The tmpfile( ) function creates a new temporary file whose name is distinct from all other existing files, and opens the file for binary writing and reading (as if the mode string "wb+" were used in an fopen( ) call). If the program is terminated normally, the file is automatically deleted.

All three file-opening functions return a pointer to the stream opened if successful, or a null pointer to indicate failure.

13.3.2. Access Modes

The access mode specified by the second argument to fopen( ) or freopen( ) determines what input and output operations the new stream permits. The permissible values of the mode string are restricted. The first character in the mode string is always r for "read," w for "write," or a for "append," and in the simplest case, the string contains just that one character. However, the mode string may also contain one or both of the characters + and b (in either order: +b has the same effect as b+).

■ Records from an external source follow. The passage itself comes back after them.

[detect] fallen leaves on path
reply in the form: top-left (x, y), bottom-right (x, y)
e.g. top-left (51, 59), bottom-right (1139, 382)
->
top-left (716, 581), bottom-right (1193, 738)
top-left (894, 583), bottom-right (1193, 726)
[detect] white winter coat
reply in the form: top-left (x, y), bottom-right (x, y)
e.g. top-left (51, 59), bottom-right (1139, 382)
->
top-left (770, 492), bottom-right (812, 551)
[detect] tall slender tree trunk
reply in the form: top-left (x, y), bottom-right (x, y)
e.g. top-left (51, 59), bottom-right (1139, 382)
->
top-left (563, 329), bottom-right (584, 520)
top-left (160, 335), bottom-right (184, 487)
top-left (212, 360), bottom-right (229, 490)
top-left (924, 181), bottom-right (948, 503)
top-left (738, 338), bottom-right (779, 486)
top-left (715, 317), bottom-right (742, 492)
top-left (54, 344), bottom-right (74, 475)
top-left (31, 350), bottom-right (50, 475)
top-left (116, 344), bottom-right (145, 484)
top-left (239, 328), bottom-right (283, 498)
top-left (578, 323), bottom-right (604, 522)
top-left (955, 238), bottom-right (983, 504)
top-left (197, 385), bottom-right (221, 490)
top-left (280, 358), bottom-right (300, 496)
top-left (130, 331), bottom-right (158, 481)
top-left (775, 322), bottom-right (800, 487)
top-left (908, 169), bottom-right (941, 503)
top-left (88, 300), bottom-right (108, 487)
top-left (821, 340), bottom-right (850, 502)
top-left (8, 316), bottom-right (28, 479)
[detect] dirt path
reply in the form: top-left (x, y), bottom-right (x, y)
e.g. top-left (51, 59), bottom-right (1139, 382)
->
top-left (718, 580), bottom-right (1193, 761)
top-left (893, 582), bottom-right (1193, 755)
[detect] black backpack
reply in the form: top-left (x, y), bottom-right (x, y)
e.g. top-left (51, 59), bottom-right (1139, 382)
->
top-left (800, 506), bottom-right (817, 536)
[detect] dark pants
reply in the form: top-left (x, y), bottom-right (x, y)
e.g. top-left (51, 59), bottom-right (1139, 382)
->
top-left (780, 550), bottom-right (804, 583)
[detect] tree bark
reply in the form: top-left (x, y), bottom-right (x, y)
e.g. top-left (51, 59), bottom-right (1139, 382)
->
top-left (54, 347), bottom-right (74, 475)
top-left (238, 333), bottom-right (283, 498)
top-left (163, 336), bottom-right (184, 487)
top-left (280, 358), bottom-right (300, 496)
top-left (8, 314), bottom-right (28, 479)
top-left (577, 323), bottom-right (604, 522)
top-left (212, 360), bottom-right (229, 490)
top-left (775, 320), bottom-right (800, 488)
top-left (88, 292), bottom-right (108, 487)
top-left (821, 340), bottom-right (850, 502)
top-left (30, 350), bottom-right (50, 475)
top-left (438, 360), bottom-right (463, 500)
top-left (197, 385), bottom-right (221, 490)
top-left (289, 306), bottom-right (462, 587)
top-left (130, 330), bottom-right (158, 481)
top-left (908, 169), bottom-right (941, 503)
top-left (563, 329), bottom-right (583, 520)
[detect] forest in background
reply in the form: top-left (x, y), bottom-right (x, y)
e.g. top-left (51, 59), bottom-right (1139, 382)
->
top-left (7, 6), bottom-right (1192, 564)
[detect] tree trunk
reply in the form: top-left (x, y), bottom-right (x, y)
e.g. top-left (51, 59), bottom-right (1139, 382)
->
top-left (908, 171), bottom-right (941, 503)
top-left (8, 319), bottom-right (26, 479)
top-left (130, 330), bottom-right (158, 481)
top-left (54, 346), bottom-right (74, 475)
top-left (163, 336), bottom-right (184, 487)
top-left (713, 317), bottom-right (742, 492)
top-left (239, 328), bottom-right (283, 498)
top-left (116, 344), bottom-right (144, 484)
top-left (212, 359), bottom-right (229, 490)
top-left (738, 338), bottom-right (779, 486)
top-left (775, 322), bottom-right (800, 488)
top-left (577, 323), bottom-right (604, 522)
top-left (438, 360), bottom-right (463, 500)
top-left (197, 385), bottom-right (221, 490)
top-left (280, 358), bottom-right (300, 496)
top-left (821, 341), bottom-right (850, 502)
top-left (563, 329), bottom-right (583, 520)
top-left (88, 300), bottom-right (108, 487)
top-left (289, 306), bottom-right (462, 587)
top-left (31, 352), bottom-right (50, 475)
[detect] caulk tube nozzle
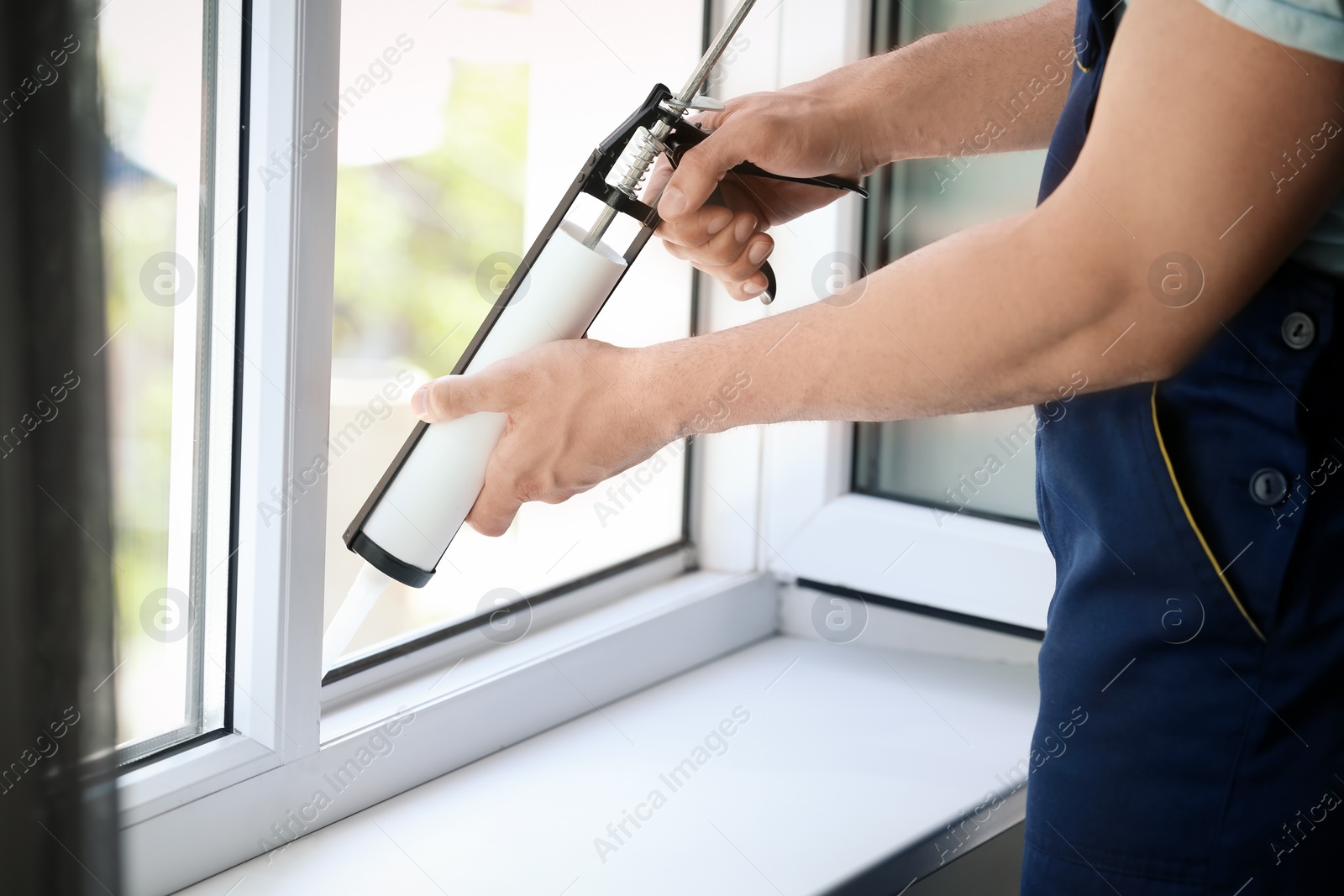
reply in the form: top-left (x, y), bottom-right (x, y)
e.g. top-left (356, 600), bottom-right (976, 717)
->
top-left (323, 563), bottom-right (391, 674)
top-left (341, 222), bottom-right (627, 587)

A plus sign (+) in the mode string means that both read and write operations are permitted. However, a program must not alternate immediately between reading and writing. After a write operation, you must call the fflush( ) function or a positioning function (fseek( ), fsetpos( ), or rewind( )) before performing a read operation. After a read operation, you must call a positioning function before performing a write operation.

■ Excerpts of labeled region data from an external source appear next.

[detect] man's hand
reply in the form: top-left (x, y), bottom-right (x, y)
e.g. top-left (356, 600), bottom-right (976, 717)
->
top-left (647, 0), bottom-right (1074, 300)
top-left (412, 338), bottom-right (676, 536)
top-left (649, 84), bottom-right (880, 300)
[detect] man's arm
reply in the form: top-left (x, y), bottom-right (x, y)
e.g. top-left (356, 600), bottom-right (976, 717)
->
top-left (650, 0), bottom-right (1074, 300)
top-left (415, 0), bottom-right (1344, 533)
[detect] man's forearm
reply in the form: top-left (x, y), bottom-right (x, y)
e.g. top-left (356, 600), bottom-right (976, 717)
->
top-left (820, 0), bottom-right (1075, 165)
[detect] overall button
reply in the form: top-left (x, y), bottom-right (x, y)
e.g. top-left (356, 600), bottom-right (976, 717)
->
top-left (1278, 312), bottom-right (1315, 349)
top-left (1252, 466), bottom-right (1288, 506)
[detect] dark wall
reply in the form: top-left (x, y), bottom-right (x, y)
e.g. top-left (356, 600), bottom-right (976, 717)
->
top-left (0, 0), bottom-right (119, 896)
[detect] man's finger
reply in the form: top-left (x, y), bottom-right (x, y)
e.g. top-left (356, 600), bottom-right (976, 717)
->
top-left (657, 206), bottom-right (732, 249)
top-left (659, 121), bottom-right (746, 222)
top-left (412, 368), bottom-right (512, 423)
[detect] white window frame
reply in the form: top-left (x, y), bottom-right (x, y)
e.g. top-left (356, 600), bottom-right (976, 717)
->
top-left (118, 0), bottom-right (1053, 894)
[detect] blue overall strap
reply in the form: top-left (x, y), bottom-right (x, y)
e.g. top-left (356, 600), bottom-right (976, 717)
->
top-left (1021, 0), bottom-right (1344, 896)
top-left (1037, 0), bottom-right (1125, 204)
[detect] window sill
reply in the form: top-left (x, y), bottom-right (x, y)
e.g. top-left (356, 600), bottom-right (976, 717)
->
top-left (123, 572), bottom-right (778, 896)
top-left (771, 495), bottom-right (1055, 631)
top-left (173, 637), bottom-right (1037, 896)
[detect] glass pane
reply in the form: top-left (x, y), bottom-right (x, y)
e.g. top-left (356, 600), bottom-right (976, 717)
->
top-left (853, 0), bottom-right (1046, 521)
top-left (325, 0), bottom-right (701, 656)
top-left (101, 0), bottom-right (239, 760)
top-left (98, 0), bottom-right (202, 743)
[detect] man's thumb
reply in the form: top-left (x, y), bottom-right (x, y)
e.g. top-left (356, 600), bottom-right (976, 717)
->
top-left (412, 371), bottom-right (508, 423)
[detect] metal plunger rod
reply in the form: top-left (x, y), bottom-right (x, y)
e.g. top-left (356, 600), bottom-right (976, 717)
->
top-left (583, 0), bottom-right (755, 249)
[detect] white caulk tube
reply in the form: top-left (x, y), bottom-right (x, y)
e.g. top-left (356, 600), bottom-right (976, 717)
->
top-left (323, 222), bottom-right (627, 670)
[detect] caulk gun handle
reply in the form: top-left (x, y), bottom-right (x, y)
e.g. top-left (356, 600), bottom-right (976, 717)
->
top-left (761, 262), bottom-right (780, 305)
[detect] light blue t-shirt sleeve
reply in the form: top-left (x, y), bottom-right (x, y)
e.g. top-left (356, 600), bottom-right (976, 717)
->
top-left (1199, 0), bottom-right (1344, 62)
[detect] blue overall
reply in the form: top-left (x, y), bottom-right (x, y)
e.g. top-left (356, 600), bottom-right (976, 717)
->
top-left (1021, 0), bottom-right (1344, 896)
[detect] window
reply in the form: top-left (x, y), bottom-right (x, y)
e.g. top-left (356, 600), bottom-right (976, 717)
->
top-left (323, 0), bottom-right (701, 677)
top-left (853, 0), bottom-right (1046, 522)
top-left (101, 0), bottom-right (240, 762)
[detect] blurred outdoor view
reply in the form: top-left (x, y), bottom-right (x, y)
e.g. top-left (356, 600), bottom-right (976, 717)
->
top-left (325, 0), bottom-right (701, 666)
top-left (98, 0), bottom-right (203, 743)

A b in the mode string causes the file to be opened in binary modethat is, the new stream associated with the file is a binary stream. If there is no b in the mode string, the new stream is a text stream.

If the mode string begins with r, the file must already exist in the file system. If the mode string begins with w, then the file will be created if it does not already exist. If it does exist, its previous contents will be lost, because the fopen( ) function truncates it to zero length in "write" mode.

A mode string beginning with a (for append) also causes the file to be created if it does not already exist. If the file does exist, however, its contents are preserved, because all write operations are automatically performed at the end of the file. Here is a brief example:

    #include <stdio.h>
    #include <stdbool.h>
    _Bool isReadWriteable( const char *filename )
      FILE *fp = fopen( filename, "r+" );  // Open a file to read and write.

      if ( fp != NULL )                    // Did fopen( ) succeed?
        fclose(fp);                  // Yes: close the file; no error handling.
        return true;
      else                           // No.
        return false;

This example also illustrates how to close a file using the fclose( ) function.

13.3.3. Closing a File

To close a file, use the fclose( ) function. The prototype of this function is:

    int fclose( FILE *fp );

The function flushes any data still pending in the buffer to the file, closes the file, and releases any memory used for the stream's input and output buffers. The fclose( ) function returns zero on success, or EOF if an error occurs.

When the program exits, all open files are closed automatically. Nonetheless, you should always close any file that you have finished processing. Otherwise, you risk losing data in the case of an abnormal program termination. Furthermore, there is a limit to the number of files that a program may have open at one time; the number of allowed open files is greater than or equal to the value of the constant FOPEN_MAX.